JEREMY: It had a little bit of controversy to be honest it had nothing to do with us 

SANZ: Was there any thoughts that the video may not get aired due to its nature 

JEREMY: Yeah I think that's what they were thinking they were trying to be risque. I actually think it's a good looking video but its just a bit try hard looking with a stripper in it

SANZ: I think it got only screened twice once was after midnight 

JEREMY: That's what i said I went to the office and said obviously thats needs to be edited cos  it won't get played and it looks kind of try hard but you know

MARK: a lot of effort

JEREMY: The guy made it and he put a lot of effort into it.

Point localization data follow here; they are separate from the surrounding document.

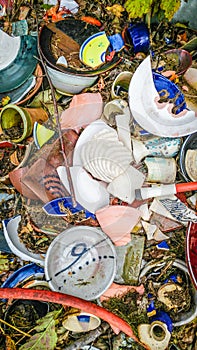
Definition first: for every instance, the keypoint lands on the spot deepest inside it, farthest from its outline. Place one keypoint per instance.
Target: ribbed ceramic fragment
(162, 170)
(124, 185)
(191, 164)
(90, 193)
(116, 220)
(148, 335)
(105, 159)
(112, 108)
(155, 146)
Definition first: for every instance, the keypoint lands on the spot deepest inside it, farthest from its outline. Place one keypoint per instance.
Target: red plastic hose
(69, 300)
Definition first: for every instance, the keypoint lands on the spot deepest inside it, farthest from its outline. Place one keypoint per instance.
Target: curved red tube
(69, 300)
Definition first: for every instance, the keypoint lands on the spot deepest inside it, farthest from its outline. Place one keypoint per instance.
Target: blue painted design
(138, 34)
(21, 274)
(54, 208)
(83, 318)
(167, 88)
(116, 42)
(163, 245)
(162, 316)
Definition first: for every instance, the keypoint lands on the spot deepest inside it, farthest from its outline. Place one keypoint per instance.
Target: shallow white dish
(81, 261)
(11, 235)
(69, 83)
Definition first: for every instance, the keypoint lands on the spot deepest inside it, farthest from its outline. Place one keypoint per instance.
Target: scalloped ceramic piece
(11, 235)
(92, 51)
(117, 221)
(191, 164)
(84, 109)
(106, 134)
(124, 185)
(86, 135)
(105, 159)
(89, 193)
(8, 49)
(151, 115)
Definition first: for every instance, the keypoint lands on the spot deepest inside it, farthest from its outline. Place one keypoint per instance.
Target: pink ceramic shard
(84, 109)
(15, 178)
(117, 221)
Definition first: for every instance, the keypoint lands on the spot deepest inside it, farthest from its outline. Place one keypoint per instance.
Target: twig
(56, 112)
(88, 338)
(15, 328)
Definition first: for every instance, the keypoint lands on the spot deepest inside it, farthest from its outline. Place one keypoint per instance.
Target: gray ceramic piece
(18, 71)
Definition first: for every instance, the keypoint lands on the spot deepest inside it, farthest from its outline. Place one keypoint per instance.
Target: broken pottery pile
(98, 178)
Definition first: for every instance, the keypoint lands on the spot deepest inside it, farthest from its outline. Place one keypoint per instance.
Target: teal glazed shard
(18, 71)
(129, 259)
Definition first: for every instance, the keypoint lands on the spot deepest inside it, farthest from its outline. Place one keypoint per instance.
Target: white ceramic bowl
(69, 83)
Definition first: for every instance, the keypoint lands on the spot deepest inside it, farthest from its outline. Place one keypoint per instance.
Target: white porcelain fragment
(191, 163)
(86, 135)
(145, 212)
(90, 193)
(124, 185)
(105, 159)
(158, 208)
(123, 129)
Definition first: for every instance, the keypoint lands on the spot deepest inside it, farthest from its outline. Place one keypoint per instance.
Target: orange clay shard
(91, 20)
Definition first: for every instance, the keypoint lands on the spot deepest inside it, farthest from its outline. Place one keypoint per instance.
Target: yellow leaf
(10, 344)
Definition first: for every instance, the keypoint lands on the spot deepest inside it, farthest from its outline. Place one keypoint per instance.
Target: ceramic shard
(117, 221)
(124, 185)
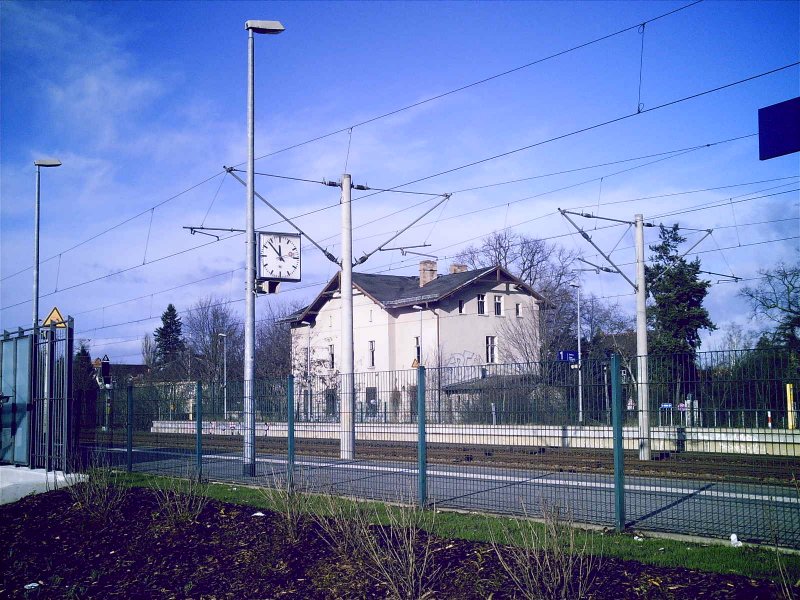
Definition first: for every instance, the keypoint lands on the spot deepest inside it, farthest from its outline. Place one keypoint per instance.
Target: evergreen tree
(777, 298)
(677, 314)
(169, 338)
(675, 317)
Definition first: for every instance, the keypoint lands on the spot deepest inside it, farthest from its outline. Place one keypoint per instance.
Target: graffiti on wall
(463, 359)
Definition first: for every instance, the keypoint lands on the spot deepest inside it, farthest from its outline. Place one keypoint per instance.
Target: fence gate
(36, 387)
(15, 403)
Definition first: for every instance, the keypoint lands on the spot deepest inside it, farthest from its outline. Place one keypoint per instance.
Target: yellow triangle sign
(54, 318)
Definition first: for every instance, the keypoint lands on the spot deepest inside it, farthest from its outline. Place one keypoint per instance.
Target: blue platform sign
(568, 355)
(779, 129)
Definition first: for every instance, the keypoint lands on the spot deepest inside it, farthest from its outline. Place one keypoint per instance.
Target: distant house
(400, 322)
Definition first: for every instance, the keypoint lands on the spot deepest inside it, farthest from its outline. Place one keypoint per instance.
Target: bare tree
(547, 268)
(777, 298)
(203, 325)
(274, 342)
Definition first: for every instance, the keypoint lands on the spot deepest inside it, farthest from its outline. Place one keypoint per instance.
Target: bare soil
(227, 552)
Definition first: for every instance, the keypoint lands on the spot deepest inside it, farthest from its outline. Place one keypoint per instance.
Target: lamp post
(45, 162)
(252, 27)
(307, 391)
(420, 309)
(580, 376)
(308, 348)
(224, 337)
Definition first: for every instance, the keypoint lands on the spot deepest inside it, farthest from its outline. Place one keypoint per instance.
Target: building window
(491, 349)
(372, 402)
(331, 401)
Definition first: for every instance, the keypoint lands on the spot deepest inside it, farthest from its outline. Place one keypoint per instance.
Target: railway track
(733, 468)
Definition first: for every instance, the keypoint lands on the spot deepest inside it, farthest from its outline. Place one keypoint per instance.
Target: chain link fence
(720, 431)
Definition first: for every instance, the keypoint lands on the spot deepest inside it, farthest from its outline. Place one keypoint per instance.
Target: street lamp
(308, 348)
(45, 162)
(224, 337)
(252, 27)
(580, 377)
(420, 309)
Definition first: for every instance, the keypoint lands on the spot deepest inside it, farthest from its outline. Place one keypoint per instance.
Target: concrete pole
(249, 457)
(641, 345)
(348, 434)
(36, 252)
(580, 363)
(225, 377)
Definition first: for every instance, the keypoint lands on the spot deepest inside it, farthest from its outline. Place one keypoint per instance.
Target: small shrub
(546, 561)
(96, 488)
(181, 500)
(398, 555)
(291, 500)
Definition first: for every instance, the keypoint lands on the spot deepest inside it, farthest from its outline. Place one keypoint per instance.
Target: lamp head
(47, 162)
(270, 27)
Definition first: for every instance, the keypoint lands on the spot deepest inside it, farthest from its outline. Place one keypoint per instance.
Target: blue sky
(143, 101)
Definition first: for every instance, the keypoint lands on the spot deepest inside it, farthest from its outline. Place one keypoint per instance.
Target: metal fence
(721, 432)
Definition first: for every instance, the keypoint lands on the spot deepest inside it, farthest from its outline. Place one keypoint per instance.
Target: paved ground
(17, 482)
(757, 513)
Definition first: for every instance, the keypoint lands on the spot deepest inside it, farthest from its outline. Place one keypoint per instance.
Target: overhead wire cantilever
(324, 251)
(366, 255)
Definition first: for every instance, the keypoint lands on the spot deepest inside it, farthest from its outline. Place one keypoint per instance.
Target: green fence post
(290, 431)
(617, 412)
(199, 416)
(422, 459)
(129, 427)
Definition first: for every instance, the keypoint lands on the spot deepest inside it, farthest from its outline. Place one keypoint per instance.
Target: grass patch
(755, 562)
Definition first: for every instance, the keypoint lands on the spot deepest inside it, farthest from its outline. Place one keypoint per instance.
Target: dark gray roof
(398, 291)
(394, 291)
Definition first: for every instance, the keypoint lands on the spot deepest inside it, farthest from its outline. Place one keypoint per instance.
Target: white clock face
(279, 256)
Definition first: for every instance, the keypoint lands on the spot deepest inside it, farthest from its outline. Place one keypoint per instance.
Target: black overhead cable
(594, 126)
(373, 119)
(476, 83)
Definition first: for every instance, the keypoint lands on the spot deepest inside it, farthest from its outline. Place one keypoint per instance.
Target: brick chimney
(427, 272)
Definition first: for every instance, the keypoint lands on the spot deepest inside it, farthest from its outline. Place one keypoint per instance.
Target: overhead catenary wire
(595, 126)
(118, 225)
(376, 118)
(478, 82)
(228, 302)
(494, 157)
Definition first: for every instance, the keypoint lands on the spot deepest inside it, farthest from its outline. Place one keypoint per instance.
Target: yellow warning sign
(54, 318)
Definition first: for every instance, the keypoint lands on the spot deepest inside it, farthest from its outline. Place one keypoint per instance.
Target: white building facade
(458, 319)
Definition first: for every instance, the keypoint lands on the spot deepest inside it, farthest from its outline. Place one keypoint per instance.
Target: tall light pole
(307, 400)
(420, 309)
(252, 27)
(224, 337)
(641, 344)
(348, 433)
(580, 371)
(308, 348)
(45, 162)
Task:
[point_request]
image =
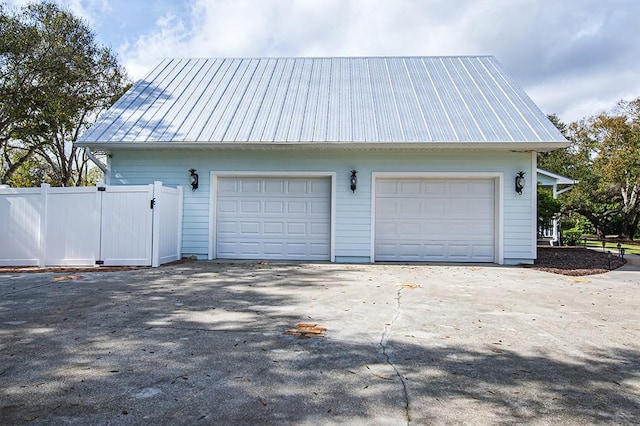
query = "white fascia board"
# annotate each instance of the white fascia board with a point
(507, 146)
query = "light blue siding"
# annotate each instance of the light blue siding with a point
(352, 210)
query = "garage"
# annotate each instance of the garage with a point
(435, 220)
(287, 218)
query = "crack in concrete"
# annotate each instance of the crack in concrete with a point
(387, 328)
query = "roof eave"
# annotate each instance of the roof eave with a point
(509, 146)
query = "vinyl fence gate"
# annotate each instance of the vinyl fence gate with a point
(110, 225)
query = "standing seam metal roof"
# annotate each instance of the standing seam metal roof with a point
(288, 100)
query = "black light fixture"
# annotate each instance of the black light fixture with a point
(520, 182)
(194, 180)
(354, 180)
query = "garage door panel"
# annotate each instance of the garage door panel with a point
(249, 207)
(435, 219)
(296, 229)
(247, 186)
(276, 228)
(277, 218)
(320, 207)
(227, 206)
(250, 228)
(297, 207)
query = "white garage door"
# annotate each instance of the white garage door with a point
(435, 220)
(274, 218)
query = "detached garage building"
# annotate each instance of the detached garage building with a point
(337, 159)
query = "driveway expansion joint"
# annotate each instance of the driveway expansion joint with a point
(383, 345)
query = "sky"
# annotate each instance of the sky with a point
(574, 58)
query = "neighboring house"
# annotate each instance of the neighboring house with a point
(437, 143)
(557, 184)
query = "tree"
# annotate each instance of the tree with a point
(548, 208)
(617, 160)
(54, 81)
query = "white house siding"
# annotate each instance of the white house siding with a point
(352, 210)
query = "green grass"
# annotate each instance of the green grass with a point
(613, 246)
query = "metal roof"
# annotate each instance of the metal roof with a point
(373, 100)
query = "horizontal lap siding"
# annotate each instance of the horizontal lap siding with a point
(352, 210)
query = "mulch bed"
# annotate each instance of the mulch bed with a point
(575, 261)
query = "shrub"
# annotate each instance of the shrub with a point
(571, 237)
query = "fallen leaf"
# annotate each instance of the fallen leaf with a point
(381, 377)
(408, 285)
(68, 278)
(578, 280)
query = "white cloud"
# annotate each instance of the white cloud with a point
(571, 57)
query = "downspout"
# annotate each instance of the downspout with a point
(106, 168)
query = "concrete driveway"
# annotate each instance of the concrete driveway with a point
(205, 343)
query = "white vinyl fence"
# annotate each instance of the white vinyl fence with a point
(80, 226)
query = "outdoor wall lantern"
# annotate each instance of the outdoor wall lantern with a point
(194, 180)
(520, 182)
(354, 180)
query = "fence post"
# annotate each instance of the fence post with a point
(180, 212)
(155, 230)
(44, 222)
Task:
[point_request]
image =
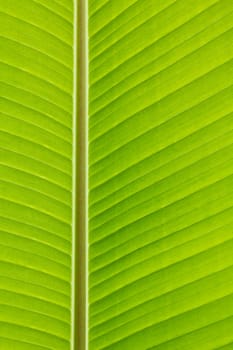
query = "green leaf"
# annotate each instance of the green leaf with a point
(160, 174)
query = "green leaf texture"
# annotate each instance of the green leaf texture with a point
(160, 174)
(36, 74)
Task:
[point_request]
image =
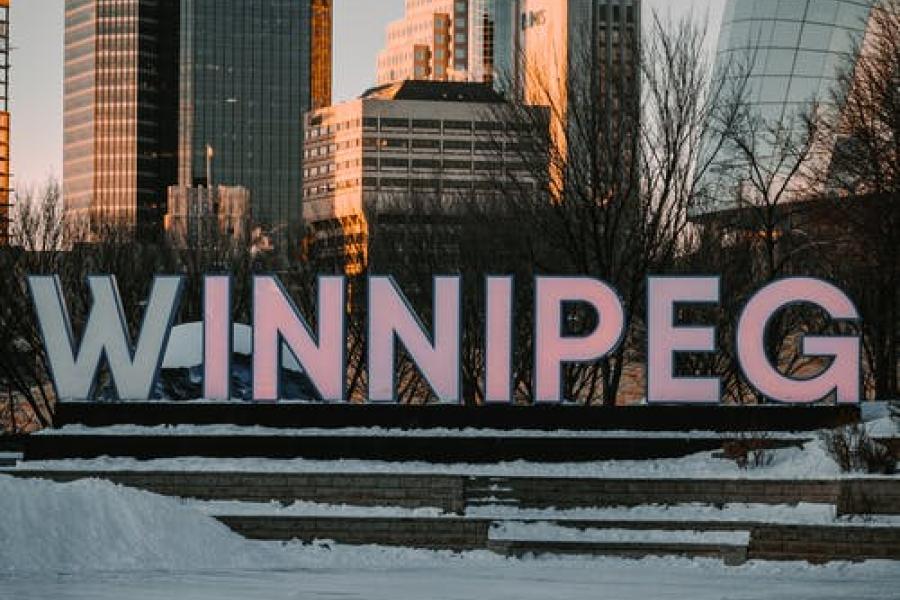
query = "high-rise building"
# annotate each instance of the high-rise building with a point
(4, 123)
(791, 52)
(249, 73)
(120, 111)
(399, 150)
(569, 44)
(150, 84)
(200, 217)
(451, 40)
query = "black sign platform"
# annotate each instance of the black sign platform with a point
(680, 418)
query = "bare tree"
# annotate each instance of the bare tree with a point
(625, 148)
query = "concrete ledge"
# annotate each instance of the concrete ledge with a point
(445, 533)
(407, 491)
(730, 554)
(576, 492)
(435, 449)
(819, 544)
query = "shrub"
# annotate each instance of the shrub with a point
(854, 451)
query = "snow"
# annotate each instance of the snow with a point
(550, 532)
(256, 430)
(809, 462)
(308, 509)
(96, 525)
(185, 347)
(98, 541)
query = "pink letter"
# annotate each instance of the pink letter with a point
(217, 337)
(664, 339)
(842, 377)
(552, 348)
(390, 315)
(498, 340)
(276, 319)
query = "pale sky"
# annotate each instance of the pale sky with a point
(37, 69)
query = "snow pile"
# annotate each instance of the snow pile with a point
(96, 525)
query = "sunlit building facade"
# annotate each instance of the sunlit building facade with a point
(249, 73)
(451, 40)
(791, 53)
(4, 124)
(403, 149)
(120, 112)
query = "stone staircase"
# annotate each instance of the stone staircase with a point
(462, 526)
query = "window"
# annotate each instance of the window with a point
(457, 146)
(426, 124)
(433, 145)
(387, 123)
(394, 163)
(458, 126)
(422, 163)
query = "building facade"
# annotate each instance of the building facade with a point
(120, 112)
(451, 40)
(249, 73)
(200, 217)
(402, 149)
(150, 84)
(791, 52)
(571, 45)
(4, 125)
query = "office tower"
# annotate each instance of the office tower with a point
(4, 124)
(568, 45)
(120, 112)
(201, 217)
(450, 40)
(413, 141)
(793, 50)
(249, 73)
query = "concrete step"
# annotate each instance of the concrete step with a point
(492, 448)
(442, 533)
(497, 416)
(453, 493)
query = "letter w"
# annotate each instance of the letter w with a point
(133, 369)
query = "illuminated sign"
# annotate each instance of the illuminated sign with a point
(436, 350)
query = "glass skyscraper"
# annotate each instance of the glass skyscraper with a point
(249, 73)
(4, 122)
(791, 51)
(795, 47)
(120, 111)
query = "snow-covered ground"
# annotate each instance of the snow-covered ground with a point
(801, 514)
(92, 539)
(231, 430)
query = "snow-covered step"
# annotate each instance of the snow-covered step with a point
(9, 459)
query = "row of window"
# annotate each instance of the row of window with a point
(425, 146)
(406, 124)
(402, 164)
(401, 183)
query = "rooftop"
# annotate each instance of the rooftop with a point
(436, 91)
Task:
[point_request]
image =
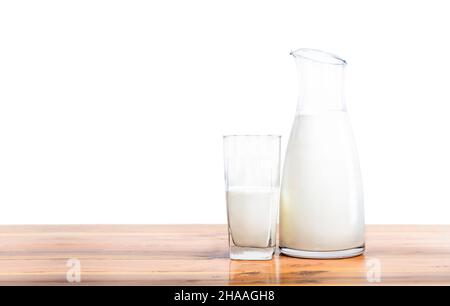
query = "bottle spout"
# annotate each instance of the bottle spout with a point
(318, 56)
(321, 81)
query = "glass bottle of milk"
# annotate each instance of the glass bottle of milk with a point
(321, 209)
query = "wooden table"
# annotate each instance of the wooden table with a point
(198, 255)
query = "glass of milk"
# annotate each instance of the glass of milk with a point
(252, 185)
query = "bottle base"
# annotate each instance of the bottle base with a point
(323, 254)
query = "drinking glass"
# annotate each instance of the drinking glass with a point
(252, 186)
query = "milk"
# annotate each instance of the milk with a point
(321, 205)
(252, 215)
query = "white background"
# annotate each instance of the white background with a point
(114, 111)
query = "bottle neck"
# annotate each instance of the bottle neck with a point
(321, 86)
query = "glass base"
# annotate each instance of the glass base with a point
(248, 253)
(323, 255)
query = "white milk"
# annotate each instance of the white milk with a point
(321, 197)
(252, 215)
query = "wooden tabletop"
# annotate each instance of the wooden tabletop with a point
(198, 255)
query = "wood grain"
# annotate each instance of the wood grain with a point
(198, 255)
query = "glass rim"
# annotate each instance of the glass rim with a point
(252, 135)
(319, 56)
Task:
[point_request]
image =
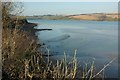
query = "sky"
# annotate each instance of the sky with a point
(68, 8)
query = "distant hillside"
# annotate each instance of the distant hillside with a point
(93, 16)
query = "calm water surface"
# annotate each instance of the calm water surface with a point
(92, 39)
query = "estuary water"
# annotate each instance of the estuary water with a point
(93, 40)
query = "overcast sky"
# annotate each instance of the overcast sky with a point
(68, 8)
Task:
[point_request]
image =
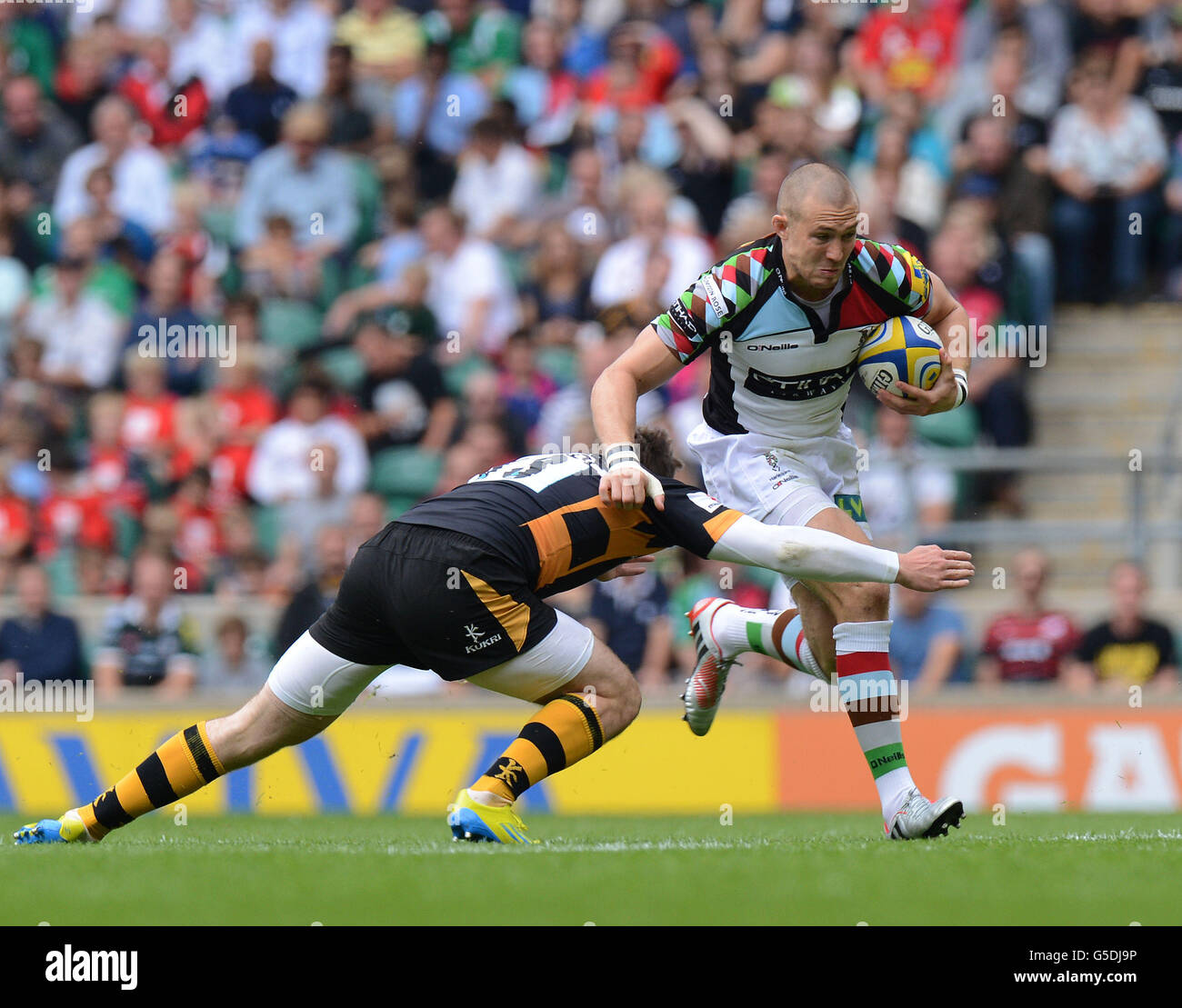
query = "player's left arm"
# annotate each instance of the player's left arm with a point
(949, 319)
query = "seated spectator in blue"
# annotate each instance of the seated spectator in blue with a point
(433, 111)
(219, 158)
(927, 641)
(148, 641)
(403, 397)
(318, 593)
(38, 643)
(258, 105)
(306, 182)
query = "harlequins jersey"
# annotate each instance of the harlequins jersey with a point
(776, 366)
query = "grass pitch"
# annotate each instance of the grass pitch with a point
(795, 869)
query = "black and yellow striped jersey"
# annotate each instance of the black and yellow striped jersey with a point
(544, 513)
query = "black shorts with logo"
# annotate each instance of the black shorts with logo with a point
(434, 599)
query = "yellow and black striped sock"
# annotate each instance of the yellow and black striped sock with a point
(182, 764)
(563, 733)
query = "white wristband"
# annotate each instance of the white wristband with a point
(622, 454)
(961, 377)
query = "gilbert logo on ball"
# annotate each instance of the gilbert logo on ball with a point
(899, 350)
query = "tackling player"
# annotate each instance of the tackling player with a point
(457, 585)
(783, 318)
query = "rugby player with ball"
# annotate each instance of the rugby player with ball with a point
(785, 319)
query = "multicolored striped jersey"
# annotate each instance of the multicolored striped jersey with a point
(776, 365)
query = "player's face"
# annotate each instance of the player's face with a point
(816, 240)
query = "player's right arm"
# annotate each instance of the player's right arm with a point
(646, 365)
(819, 555)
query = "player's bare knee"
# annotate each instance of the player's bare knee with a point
(862, 602)
(629, 701)
(263, 725)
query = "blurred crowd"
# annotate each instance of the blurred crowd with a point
(272, 271)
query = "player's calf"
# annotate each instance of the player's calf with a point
(188, 761)
(575, 721)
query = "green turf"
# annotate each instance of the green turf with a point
(1070, 869)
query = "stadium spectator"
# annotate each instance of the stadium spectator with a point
(202, 47)
(308, 464)
(496, 182)
(142, 185)
(481, 42)
(258, 105)
(433, 113)
(1127, 649)
(1009, 184)
(316, 594)
(629, 614)
(148, 641)
(38, 643)
(35, 140)
(544, 91)
(629, 267)
(303, 181)
(928, 641)
(172, 109)
(119, 237)
(1009, 51)
(1107, 155)
(917, 185)
(901, 491)
(350, 125)
(1029, 643)
(233, 665)
(911, 48)
(79, 332)
(79, 83)
(300, 32)
(468, 288)
(403, 397)
(386, 46)
(1162, 83)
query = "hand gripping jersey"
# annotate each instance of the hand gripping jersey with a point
(776, 367)
(543, 513)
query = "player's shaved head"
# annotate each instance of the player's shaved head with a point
(815, 184)
(816, 223)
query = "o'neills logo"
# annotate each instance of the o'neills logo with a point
(882, 761)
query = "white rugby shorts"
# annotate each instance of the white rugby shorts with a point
(776, 484)
(310, 678)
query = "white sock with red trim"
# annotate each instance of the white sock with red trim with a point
(866, 682)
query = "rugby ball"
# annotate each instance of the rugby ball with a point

 I would have loved to make my own video but then again it would have taken along time and we were working quite fast back then you know nz calling in lots of friends for videos

SANZ: The song Life is so sweet was the theme song to the tv series the strip how did that come about and did you find that helped bring more fans to your music

JEREMY: I think it definitely helps they were looking for a theme and good luck to get this stuff whoever wrote the theme to friends is worth alot.It was nice it was kind of the thing we were fishing for make the music themes to tv shows.the thing is i dont think everyone worked out it was garageland so we'd play and they'd be like I know that song

SANZ:What are your thoughts on the music industry now compared to when you started out

JEREMY: It’s just different 

MARK: it's more accessible for artists to get things out there of course  it was a slog for us get some money go and record these days is wake up turn on your computer and start write songs

JEREMY: yeah its different we had big retail and concrete and mortar the record companies were big there's people in those organizations but different. Its funny  guitar music isn't as popular as it was in the 90s its done a bit of a slow death which is kind of interesting

SANZ: What would you prefer to do record in a studio or performing live

MARK: that's a tricky one well they are both parts why you do it

JEREMY: I like studio because it kind of fun lives great if you have a good video live is a bit more disciplined but studio the creative juices flow

SANZ: What is the best thing about performing live

JEREMY: meeting you it's actually good to meet someone who knows the songs we ran away from it all recognition of songs. I think we got a couple of stonkers in there to pump the audience up just happy faces good to have fans easier to have fans.